En la descripción de la Ley Dalilah también se señala un contorno de reporte separado: se ordena al Fiscal General preparar un informe dentro de 180 días sobre los accidentes causados por «covered aliens» al utilizar un CDL, y sobre los estados que emitieron CDL a tales personas. Para el mercado, esto puede convertirse en una fuente de datos formalizados, pero el proyecto de ley en sí, como se expone en el material, no contiene cifras sobre la escala actual del problema —el enfoque se centra en el mecanismo de recopilación de información después de la posible aprobación de la ley.
Políticamente, la iniciativa se presenta como una respuesta a los argumentos del presidente Donald Trump, quien, según los senadores, en su discurso sobre el estado de la nación instó al Congreso a tomar medidas tras los informes de accidentes con conductores «no calificados» con CDL. En el material también se enumeran los senadores que presentaron el documento: John Cornyn, Ted Budd, Shelley Moore Capito, Cynthia Lummis y Tommy Tuberville. En el momento de la descripción de la iniciativa, se trata de la introducción del proyecto de ley; no hay información sobre el paso por comités, votaciones o formulaciones acordadas con la Cámara de Representantes en la fuente proporcionada.
Al mismo tiempo, en la agenda especializada alrededor de la «Ley Dalilah» circulan simultáneamente otras versiones de iniciativas similares, lo que crea confusión en los detalles —desde la lista de patrocinadores hasta el conjunto de normas. En particular, en varias publicaciones y comunicados de prensa sobre proyectos cercanos, se hace hincapié en la prohibición de emitir CDL a personas sin estatus legal, requisitos de idioma inglés y un mayor control sobre las escuelas y proveedores de capacitación, pero sin menciones del «factor agravante de la pena de muerte» y sin el conjunto de consecuencias migratorias de nivel «aggravated felony» descrito en la Ley Dalilah. En el material sobre la introducción de la Ley Dalilah, este punto, por el contrario, se destaca en la parte central de la descripción y se presenta como un endurecimiento clave en comparación con la práctica penal habitual en accidentes de tráfico.

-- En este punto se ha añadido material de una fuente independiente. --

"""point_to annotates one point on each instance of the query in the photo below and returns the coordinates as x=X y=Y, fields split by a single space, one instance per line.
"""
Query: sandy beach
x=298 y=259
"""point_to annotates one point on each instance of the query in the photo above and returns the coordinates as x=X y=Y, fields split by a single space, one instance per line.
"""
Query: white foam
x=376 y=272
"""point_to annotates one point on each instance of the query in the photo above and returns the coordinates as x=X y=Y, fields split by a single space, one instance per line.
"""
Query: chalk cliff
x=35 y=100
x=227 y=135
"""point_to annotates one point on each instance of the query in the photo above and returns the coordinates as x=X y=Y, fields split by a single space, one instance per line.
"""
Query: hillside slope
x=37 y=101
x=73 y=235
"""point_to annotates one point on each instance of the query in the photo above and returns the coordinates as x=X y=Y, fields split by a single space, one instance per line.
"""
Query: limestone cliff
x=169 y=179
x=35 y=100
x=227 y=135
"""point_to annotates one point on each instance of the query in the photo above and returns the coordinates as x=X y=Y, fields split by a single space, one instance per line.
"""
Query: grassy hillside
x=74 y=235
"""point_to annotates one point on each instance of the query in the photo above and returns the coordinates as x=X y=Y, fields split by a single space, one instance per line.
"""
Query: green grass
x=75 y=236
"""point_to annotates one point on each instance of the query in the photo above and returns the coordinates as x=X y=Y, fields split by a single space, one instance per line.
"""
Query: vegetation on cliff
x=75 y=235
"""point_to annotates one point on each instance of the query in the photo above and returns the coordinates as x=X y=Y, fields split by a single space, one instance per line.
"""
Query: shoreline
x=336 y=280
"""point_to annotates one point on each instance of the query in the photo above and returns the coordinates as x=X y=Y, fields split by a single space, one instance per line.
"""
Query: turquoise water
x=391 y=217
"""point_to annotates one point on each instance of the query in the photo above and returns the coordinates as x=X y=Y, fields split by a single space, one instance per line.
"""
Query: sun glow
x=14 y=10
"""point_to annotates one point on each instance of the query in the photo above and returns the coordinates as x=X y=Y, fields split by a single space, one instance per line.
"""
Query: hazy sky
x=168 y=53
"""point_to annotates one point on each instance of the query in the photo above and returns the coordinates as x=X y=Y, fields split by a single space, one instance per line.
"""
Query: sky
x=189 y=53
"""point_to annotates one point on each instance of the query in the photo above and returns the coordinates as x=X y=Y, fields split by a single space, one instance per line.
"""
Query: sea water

Si el proyecto de ley se considera más adelante, sus elementos más aplicables para las empresas y abogados de seguros se encuentran en el ámbito de la ampliación de los fundamentos para demandas civiles y la fijación de nuevos delitos federales en torno al uso de CDL en presencia ilegal. Para los estados y sus DMV, el enfoque principal es la documentación de verificaciones y la responsabilidad potencial de los funcionarios, y para el DOT y el DOJ, nuevos poderes para solicitudes, informes y coerción judicial para cumplir con los procedimientos descritos en el texto de la Ley Dalilah (Dalilah’s Law Act).